If you’ve ever wanted to know what the Ancient Egyptians ate and drank, the facts below should give you all the information you need.

Facts About Ancient Egyptian Food and Drink

  • Ancient Egypt was mostly desert, but the yearly Nile floods made farming possible. The Nile deposited fertile black mud onto the land surrounding the river, allowing the Ancient Egyptians to grow barley and emmer wheat. These were made into a range of different breads and beer.

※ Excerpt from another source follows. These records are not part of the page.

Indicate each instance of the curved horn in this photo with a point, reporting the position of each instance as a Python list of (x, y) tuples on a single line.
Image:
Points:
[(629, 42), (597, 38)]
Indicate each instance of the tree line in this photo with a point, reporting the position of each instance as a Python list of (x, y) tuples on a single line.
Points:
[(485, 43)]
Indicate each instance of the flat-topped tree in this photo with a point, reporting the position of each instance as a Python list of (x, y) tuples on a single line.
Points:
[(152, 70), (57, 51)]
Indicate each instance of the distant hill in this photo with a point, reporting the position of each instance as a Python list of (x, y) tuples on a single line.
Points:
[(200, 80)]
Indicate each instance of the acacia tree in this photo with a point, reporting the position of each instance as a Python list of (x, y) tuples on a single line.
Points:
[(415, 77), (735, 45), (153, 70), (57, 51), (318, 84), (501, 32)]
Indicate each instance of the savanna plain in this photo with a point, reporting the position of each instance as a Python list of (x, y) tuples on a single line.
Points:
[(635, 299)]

  • The bread made by the Ancient Egyptians was tough and coarse. The flour often contained grit from the grinding process.
  • The beer drunk by the Ancient Egyptians was much thicker than the beers drunk today. In fact, it was so dense and lumpy that it had to be strained before drinking.
  • In addition to cereal crops (barley), the farmers of Ancient Egypt also grew lots of different types of fruit and vegetables, such as: onions, leeks, beans, lentils, garlic, lettuce, turnips, dates, figs, cucumber, melons, grapes and pomegranates.
  • Some of their fruit was eaten fresh at harvest time, some of it was dried to preserve it, and some was added to their cakes to give them added sweetness.
  • Grapes, both red and white, mainly grown in the north of Ancient Egypt, were turned into wine or dried as raisins.
  • The Ancient Egyptians ate a lot of fish from the River Nile, and they also hunted ducks, geese, desert hares, oryx (a type of large antelope) and gazelle.
  • They kept pigs, sheep, goats and oxen for their meat.
  • Bees were kept by the Ancient Egyptians in pottery hives. The honey they collected was often used by Ancient Egyptian bakers in cakes and pastries.
  • Although the Ancient Egyptians ate a balanced diet, they did not eat any citrus fruits.
  • Ostrich eggs were considered a delicacy.
  • Cutlery wasn’t used in Ancient Egypt.